Он мне руку свою отдал, и я уснула. Я засыпала, а он говорил: «Почему ты скрыла, что употребляла наркотики? Тебе анестезия противопоказана, ты могла вообще умереть, тебя Николай Николаевич еле откачал». Я хотела сказать: «А кто меня спрашивал про наркотики?» — но сил не было и слова сказать. Их и сейчас нет. Последнее, что я помню, — вас. Как вы прибежали из лаборатории и сказали Косте, что у меня какая-то бактерия «псеудомонас инувин». Которая якобы давно в моем кишечнике скрытно сидела, а во время операции пошла гулять по всему организму. У Кости руки задрожали, он говорит: все, накрылась моя карьера! Я хотела его утешить, сказать, что я выживу. Но не смогла и уснула.

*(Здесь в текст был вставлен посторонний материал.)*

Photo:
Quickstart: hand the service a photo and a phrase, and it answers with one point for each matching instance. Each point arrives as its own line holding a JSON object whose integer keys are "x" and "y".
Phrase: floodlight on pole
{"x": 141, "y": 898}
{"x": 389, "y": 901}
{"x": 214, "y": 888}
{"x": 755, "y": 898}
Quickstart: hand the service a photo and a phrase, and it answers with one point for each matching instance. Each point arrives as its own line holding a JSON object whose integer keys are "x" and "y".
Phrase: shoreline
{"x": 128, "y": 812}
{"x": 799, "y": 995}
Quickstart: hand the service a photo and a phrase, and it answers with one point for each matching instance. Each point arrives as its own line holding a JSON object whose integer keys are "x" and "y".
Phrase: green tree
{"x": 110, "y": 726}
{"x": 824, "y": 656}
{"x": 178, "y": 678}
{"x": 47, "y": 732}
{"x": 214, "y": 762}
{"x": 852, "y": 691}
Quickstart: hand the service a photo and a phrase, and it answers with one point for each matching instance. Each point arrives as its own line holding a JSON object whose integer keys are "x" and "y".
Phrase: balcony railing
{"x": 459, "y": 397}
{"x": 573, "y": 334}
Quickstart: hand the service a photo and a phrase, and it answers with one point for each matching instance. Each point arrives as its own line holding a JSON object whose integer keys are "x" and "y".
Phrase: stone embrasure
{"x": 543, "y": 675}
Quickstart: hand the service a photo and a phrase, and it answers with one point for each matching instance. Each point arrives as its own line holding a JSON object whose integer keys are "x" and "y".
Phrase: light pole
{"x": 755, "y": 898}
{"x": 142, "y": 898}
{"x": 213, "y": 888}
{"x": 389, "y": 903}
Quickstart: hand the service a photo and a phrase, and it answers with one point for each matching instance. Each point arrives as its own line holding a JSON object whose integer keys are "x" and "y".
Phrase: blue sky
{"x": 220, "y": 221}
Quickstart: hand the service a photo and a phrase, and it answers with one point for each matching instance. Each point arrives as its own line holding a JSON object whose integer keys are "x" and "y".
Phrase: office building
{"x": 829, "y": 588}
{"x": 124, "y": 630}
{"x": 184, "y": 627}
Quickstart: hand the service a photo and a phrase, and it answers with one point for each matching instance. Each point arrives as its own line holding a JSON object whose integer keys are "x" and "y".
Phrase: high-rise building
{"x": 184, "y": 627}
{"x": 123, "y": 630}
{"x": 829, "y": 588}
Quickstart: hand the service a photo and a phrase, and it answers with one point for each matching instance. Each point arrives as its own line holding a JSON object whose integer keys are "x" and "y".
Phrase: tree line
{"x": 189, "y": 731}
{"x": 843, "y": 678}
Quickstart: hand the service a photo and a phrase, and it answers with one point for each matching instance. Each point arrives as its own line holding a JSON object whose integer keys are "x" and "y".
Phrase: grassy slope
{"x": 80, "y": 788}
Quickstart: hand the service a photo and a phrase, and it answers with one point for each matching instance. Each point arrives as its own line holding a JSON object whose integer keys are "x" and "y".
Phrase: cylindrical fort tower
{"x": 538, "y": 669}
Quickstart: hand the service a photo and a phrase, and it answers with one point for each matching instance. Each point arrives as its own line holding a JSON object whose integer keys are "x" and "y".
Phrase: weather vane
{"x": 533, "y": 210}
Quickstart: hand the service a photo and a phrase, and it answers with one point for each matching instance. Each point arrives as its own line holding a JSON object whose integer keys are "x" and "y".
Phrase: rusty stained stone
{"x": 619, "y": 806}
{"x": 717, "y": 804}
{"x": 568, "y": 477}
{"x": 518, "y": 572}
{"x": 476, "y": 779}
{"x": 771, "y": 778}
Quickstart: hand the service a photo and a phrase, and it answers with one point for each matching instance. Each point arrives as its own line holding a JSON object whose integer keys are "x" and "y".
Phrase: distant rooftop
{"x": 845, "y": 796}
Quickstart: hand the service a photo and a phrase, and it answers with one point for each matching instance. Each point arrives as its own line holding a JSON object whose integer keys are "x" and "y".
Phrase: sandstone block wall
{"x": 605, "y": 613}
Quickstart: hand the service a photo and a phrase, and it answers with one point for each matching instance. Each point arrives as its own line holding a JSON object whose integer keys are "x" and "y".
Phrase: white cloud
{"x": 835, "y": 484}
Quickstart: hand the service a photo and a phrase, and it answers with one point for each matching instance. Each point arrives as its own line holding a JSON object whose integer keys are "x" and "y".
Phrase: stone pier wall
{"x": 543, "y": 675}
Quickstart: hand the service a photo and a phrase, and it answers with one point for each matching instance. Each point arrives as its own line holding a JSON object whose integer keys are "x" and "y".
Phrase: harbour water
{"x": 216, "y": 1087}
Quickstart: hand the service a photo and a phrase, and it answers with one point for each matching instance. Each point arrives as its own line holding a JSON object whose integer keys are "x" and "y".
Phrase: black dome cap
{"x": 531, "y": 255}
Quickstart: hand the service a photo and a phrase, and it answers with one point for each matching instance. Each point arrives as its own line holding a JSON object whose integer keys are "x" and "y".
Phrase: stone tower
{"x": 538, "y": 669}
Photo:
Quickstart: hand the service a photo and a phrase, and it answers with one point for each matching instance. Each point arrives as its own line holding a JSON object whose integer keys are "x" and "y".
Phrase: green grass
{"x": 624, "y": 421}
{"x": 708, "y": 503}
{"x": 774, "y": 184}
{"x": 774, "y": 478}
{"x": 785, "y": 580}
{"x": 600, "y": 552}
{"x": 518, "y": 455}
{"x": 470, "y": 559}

Конечно, Наташка с перепугу позвонила Мартину и сказала, что я в реанимации после аборта. Думала, что он примчится ко мне, но он не приехал ни с цветами, ни без. И Савельев не приехал. И вообще никто. Только вы сражались за мою жизнь, но, похоже, и вы отступили. Или вам не дали в институте иммунологии волшебного крысиного лекарства, или…
Знаете, Николай Николаевич, когда-то, тысячу лет назад, в той моей жизни, когда мне было 24 или 25, гениальный Савельев сказал, что мое неумение выстраивать стабильные личные отношения с окружающими имеет какое-то мудреное научное название, которое в переводе на простой русский язык звучит как синдром алкогольной наследственности.

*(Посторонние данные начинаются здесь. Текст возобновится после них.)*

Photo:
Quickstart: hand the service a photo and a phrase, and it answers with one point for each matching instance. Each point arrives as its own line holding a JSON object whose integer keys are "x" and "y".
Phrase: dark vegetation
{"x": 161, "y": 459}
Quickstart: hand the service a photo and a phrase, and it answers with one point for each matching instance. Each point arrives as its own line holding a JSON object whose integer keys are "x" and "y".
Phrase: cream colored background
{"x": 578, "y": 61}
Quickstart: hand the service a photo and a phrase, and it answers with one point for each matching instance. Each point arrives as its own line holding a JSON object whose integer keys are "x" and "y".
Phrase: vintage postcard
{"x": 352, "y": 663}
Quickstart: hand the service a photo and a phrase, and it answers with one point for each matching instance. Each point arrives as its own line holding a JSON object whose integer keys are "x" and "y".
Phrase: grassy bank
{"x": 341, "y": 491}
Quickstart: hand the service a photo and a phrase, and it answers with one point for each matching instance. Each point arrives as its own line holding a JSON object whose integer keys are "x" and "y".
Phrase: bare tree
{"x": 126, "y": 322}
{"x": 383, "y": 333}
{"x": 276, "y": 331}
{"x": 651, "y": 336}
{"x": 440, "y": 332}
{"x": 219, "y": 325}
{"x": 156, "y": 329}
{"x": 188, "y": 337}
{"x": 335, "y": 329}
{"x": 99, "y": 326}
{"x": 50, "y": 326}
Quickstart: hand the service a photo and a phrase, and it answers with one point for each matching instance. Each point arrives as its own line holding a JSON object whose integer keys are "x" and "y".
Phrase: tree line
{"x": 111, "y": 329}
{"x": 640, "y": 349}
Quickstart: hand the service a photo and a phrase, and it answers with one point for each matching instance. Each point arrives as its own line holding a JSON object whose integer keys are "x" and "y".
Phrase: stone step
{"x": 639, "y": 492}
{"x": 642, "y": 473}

Но ведь это приговор всей России!
Нет! Я не хочу этого! Дети не отвечают за своих отцов!
Мы не виноваты в алкоголизме, коммунизме, ленинизме и сталинизме наших предков!
Мы хотим любить, жить и рожать детей, не обремененных ни нашими грехами, ни болезнями предыдущих поколений.
Господи, дай нам этот шанс! Кого нам еще просить, кроме Тебя…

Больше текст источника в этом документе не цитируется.